On the other hand, if there is more to come, then perhaps this was a test, aiming at figuring out the media response to ensure better effectiveness of the next round.

As to the “who”, I don’t think it’s entirely obvious that Putin would want Trump president; after all, he is a loose cannon, and Clinton a known quantity, who hasn’t exactly been hampering Putin’s ambitions, what with the “reset” and all.  And the U.S. under Obama has more or less ceded Syria to the Russians.  Seems to me that Putin wins either way.  And if he did, isn’t he more calculating than to orchestrate an e-mail release that would rebound on him?

On the other hand, given that the general flavor of the e-mails is, “Sanders supporters were robbed,” couldn’t there have been multiple other potential leakers, angry at the outcome of the primary?

And yet —

you see that I haven’t linked to anything.

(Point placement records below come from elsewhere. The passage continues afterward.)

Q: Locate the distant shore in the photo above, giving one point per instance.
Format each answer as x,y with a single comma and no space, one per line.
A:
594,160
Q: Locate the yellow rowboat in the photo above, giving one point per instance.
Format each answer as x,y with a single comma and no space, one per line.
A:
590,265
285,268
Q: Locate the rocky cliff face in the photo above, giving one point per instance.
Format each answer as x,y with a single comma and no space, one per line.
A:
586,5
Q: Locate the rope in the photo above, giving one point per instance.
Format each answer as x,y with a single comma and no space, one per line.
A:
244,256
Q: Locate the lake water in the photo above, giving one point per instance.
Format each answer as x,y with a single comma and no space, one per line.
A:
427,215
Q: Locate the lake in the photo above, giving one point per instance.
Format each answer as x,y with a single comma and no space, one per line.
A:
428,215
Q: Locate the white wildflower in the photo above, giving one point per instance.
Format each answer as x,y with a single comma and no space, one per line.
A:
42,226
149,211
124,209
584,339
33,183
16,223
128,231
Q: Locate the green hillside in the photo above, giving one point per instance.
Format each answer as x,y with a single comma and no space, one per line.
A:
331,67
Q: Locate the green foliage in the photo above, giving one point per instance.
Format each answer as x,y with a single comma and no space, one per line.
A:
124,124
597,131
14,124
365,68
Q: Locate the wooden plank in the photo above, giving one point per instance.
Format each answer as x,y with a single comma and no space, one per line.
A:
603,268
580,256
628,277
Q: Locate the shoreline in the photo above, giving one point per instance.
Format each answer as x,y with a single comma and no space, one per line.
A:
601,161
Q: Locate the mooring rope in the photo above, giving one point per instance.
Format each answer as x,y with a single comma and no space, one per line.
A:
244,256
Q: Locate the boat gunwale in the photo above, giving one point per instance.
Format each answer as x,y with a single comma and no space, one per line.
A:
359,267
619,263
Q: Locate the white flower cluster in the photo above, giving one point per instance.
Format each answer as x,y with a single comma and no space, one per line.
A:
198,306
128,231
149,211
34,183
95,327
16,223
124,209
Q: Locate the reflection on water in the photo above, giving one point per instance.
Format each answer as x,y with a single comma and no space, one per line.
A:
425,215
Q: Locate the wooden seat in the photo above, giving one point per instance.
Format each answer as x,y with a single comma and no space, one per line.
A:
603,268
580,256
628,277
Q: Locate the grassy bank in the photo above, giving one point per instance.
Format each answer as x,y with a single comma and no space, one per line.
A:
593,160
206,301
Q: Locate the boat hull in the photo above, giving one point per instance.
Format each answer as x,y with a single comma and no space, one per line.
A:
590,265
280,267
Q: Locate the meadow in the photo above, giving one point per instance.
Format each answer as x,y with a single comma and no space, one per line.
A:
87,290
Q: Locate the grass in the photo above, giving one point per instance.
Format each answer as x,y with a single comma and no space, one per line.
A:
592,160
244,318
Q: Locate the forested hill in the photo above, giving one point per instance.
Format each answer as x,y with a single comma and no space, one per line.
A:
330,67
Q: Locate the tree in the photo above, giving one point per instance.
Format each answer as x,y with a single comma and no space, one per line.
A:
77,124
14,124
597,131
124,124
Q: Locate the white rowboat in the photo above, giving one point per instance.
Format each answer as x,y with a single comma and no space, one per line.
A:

I hate conspiracy theories, speculations that there are secret plots, more than meets the eye.  So often they’re the refuge of people who can’t handle the actual facts in front of their noses — at an extreme, preposterous theories like “9/11 was an inside job” or “Sandy Hook was a false flag operation.”

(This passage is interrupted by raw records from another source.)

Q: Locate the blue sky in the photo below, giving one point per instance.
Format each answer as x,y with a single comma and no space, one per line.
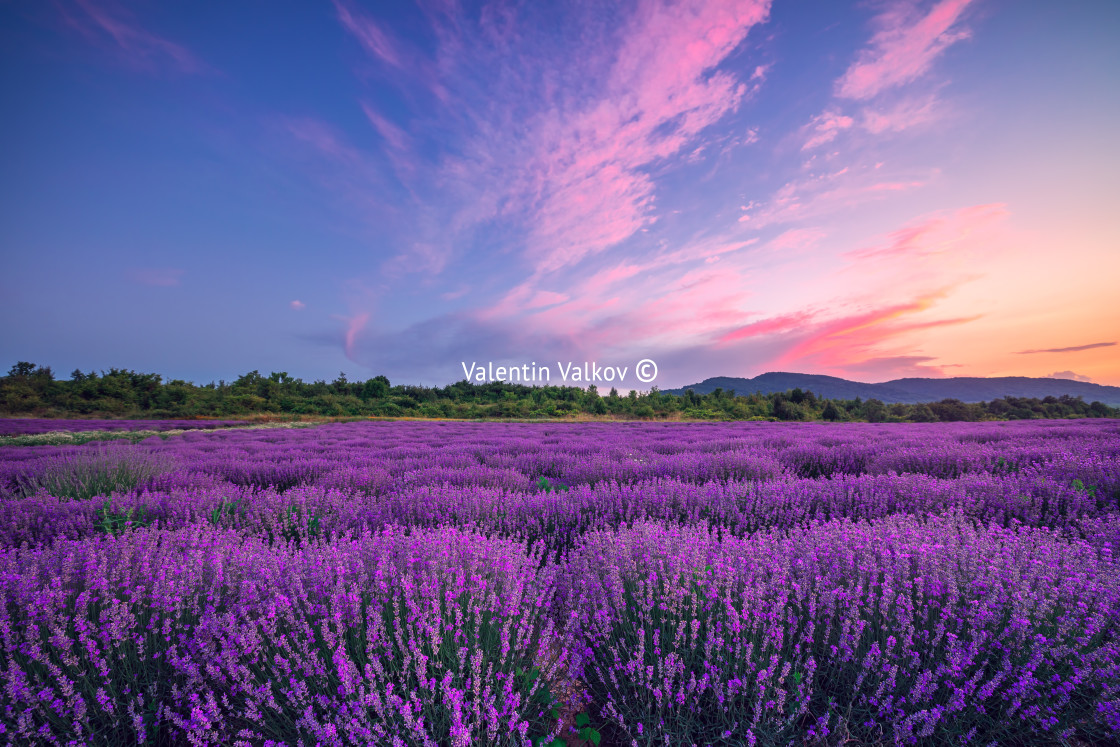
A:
871,189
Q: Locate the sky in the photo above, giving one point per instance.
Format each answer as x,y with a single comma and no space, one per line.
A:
862,189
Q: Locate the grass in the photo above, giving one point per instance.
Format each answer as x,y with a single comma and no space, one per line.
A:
90,474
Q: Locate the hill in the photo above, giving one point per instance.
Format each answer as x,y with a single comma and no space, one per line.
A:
911,391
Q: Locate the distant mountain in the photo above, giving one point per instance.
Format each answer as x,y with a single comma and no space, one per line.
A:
967,389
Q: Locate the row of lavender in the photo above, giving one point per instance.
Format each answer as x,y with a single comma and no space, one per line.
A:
34,426
422,585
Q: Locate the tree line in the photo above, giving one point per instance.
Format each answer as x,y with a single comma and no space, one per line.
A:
33,390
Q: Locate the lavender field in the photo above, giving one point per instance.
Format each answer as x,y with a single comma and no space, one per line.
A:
606,584
35,426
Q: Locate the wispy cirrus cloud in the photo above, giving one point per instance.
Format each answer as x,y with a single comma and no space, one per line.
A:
1075,348
568,164
104,21
938,234
904,47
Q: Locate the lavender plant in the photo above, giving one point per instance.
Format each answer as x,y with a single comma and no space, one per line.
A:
82,474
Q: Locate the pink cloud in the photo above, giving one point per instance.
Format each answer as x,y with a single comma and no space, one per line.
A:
782,324
936,234
543,298
903,48
139,47
572,170
843,343
355,326
157,277
1071,375
903,115
826,127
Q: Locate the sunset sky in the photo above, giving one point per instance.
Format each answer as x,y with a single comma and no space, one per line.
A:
861,189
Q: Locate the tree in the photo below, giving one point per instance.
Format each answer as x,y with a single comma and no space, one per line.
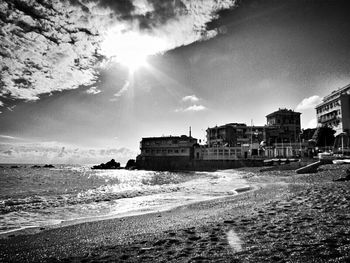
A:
324,136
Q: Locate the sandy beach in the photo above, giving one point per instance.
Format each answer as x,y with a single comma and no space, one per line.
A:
287,218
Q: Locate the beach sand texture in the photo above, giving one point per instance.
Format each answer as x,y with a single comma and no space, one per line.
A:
288,218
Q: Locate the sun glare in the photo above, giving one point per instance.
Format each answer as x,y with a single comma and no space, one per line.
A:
131,49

We’ve had so many leaks — from genuinely government information such as the massive Ed Snowden release to the diplomatic cables to the Panama Papers, to the Sony leak, and latter were not government leaks at all.  Imagine that Clinton’s name was found in the Pentagon Papers, as involved in unsavory offshore dealings for the Clinton family money.  Would releasing this information constitute “interference” in the election?  What about garden-variety opposition research?  Or is our only complaint that we think it was foreigners rather than Americans?

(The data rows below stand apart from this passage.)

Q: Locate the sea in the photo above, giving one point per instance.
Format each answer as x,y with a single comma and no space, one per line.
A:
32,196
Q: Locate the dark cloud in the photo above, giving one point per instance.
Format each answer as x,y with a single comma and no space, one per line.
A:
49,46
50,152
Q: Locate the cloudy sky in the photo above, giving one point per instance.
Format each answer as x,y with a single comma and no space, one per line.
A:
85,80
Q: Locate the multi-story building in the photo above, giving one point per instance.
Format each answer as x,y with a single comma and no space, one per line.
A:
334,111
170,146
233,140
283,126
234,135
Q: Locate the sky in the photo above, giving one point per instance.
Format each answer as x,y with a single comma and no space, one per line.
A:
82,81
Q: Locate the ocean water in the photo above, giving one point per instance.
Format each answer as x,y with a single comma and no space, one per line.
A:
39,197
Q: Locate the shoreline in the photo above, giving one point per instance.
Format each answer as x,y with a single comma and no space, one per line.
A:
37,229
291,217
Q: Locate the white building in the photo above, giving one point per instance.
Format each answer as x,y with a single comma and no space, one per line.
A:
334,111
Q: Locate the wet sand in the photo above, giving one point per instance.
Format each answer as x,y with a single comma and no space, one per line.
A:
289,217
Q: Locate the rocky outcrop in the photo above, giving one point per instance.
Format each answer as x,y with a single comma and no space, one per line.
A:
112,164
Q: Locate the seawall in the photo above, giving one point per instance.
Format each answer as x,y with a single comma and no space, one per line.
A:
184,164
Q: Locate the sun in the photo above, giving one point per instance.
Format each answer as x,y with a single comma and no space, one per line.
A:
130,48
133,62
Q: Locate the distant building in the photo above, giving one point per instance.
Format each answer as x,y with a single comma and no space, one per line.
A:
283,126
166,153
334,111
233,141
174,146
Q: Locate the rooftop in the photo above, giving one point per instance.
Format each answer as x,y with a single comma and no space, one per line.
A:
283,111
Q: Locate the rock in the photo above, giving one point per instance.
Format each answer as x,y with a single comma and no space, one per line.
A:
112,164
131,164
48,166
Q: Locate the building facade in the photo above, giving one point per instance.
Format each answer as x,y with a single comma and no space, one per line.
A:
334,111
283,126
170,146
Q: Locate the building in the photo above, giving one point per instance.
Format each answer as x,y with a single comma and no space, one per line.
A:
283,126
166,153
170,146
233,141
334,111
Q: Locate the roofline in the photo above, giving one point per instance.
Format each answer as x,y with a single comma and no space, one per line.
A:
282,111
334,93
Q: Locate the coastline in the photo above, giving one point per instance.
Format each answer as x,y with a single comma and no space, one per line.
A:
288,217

Will this leak actually change the course of the election?  Doubtful — have you yet heard of anyone saying, “I was going to vote for Hillary but I changed my mind because Democratic political operatives cynically helped Clinton while claiming to be neutral, and called Hispanics brand-loyal taco bowls”?

Anyway, what do you think?

UPDATE:

So I published this post this morning that I’d drafted last night, and then sat down to read the morning paper, and found a commentary piece, out of the Washington Post, on this topic, which lists the long series of Wikileaks leaks:

  • a 2010 release of 76,000 intelligence documents, including those identifying 100 Afghan informants,
  • a 2011 release of classified documents called the Gitmo Files,
  • a subsequent 2011 release of a quarter-million plus diplomatic cables,
  • a 2014 release of CIA documents on maintaining cover,
  • a 2015 release documenting US spying on allies,
  • 2016 releases on EU military operations intercepting refugee smuggling boats and more NSA spying,

to make the argument that “Democrats have no one to blame but themselves for this debacle” because the administration sat on its collective thumbs after each of these releases, making no effort to end the releases either by pursuing Assange and his crew or disrupting the Wikileaks servers themselves.  The author, Marc Theissen, concludes,

Apparently, exposing intelligence sources and methods has not mattered enough for the Obama administration to do something about WikiLeaks. Maybe saving Hillary Clinton from further embarrassment, or worse, will finally spur them to action.

I don’t know.  But this reminder of the massive amount of documents Wikileaks has publicized, much of it placing actual national security at risk, puts the DNC leak in perspective.